Baca berita dengan sedikit iklan, klik di sini
Sepotong karet bisa menjadi senjata penangkal mandraguna bagi tubuh. Sepotong karet itu bernama kondom. Begitu sederhana, tapi urusannya jadi rumit karena tak semua lelaki mau menggunakannya karena berbagai alasan. Apa pun alasannya, Nafsiah Mboi adalah satu dari sederetan aktivis yang memerangi HIV/AIDS yang spartan dan gigih.
Bagi Nafsiah, entah alasan itu bersandar pada larangan agama atau karena tak nyaman menggunakannya: kondom adalah sebuah keharusan. Karet tipis ini adalah salah satu perisai ampuh untuk menangkal penularan HIV/AIDS.
Nama Nafsiah Mboi identik dengan perjuangan menangkal HIV/AIDS. Sebagai Sekretaris Komisi Nasional Penanggulangan AIDS (KPA), Nafsiah Mboi memang mengemban tugas mengkampanyekan bahaya AIDS dan cara pencegahannya. ”Kampanye penggunaan kondom kita lakukan agar orang betul-betul mengerti. Kita sekarang tak ada opsi lain,” ujarnya serius.
Dalam berkampanye, perempuan 67 tahun itu tak sungkan membawa contoh kondom pria dalam kemasan menarik. Kondom berwarna-warni dengan rasa berbeda-beda itu tersimpan dalam sebuah penggaris plastik besar berukuran 8 x 35 sentimeter yang memiliki rongga di bagian tengah. Kondom-kondom itu bisa menjadi pajangan. Bila ingin menggunakan, tinggal dipecahkan kemasannya.

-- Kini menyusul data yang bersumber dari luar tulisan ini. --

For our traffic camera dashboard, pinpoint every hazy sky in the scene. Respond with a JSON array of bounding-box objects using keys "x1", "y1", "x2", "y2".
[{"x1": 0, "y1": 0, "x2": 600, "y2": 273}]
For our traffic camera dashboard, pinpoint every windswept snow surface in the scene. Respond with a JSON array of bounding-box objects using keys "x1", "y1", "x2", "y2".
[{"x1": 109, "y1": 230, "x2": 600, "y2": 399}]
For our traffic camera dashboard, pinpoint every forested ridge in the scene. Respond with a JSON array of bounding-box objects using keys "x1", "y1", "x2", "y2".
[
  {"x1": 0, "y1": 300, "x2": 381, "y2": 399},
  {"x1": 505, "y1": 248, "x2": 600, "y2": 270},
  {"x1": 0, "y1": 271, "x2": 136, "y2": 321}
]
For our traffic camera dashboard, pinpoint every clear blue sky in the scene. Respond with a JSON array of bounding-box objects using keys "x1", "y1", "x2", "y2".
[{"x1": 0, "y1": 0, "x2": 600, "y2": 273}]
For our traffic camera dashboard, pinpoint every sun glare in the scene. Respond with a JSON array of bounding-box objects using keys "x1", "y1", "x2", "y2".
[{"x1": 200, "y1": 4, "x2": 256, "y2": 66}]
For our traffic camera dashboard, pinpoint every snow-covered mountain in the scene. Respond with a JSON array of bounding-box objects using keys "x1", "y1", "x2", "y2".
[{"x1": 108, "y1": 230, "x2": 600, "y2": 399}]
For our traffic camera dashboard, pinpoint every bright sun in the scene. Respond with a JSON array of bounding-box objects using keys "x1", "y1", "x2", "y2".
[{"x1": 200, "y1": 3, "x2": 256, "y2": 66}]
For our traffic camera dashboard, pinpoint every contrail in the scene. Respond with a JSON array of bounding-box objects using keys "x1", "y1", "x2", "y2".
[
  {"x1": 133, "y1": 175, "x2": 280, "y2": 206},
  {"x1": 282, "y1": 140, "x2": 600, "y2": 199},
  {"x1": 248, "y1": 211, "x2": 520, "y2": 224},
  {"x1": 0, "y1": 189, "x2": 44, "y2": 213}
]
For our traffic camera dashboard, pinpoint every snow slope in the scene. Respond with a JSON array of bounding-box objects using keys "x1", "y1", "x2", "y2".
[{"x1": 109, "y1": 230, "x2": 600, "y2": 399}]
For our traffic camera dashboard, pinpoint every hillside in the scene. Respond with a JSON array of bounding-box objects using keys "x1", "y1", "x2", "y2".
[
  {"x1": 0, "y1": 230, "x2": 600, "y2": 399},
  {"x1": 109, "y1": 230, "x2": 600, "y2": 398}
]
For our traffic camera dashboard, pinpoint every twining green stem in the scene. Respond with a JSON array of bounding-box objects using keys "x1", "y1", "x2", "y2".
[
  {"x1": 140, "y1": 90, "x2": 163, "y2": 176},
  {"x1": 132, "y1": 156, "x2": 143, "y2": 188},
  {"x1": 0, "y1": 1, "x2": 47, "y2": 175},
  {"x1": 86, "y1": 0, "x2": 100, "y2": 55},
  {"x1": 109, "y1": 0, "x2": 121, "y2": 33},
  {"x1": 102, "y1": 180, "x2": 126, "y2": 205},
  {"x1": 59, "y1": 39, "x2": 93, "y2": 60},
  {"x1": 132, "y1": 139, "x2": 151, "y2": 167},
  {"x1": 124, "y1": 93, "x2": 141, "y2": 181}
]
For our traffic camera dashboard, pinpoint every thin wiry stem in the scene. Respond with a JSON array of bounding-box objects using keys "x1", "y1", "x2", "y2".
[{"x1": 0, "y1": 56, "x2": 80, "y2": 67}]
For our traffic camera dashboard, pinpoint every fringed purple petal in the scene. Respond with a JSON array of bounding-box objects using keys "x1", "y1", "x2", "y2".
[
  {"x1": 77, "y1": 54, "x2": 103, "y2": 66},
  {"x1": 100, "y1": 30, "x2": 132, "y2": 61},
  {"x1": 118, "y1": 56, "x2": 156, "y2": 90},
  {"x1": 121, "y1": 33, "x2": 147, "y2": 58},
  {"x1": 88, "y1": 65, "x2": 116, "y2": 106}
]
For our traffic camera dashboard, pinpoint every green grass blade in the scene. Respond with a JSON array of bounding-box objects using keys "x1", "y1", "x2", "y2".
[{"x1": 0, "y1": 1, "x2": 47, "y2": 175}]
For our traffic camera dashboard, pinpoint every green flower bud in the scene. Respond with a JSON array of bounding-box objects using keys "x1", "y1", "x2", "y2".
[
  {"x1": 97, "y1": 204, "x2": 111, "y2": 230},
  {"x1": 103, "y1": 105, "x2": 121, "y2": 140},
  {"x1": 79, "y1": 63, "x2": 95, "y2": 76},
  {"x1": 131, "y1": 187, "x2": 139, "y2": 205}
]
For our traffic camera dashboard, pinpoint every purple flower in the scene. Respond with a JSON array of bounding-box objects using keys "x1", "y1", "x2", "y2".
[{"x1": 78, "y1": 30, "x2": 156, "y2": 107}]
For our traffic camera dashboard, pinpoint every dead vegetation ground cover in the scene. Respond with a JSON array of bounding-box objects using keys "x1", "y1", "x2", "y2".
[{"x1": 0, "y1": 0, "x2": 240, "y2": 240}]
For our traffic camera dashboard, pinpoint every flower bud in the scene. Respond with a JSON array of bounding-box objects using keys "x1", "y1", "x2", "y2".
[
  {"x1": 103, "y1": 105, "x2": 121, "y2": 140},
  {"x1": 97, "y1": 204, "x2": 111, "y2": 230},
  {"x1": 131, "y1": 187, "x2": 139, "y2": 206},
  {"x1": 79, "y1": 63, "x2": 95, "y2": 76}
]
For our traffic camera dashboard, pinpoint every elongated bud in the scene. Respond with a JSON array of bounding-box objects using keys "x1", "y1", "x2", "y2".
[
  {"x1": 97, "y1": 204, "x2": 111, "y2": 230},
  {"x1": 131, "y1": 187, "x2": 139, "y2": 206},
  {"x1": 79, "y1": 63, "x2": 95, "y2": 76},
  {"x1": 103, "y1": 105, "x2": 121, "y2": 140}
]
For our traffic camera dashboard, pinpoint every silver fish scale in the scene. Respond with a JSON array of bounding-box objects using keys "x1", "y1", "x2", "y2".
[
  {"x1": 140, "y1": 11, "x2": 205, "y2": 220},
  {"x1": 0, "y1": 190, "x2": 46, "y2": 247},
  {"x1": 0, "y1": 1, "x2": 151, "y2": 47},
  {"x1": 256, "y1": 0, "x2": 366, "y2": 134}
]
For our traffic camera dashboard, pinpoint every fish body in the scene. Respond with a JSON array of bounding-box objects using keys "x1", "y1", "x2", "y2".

Lahir di Sengkang, Sulawesi Selatan, 14 Juli 1940, Nafsiah adalah putri sulung H.A. Walinono. Ia bersaudara kandung dengan Prof. Dr. Andi Hasan Walinono, mantan Direktur Jenderal dan Sekretaris Jenderal Departemen Pendidikan Nasional, serta Erna Witoelar, Menteri Negara Permukiman dan Prasarana Wilayah dalam pemerintahan Presiden Abdurrahman Wahid.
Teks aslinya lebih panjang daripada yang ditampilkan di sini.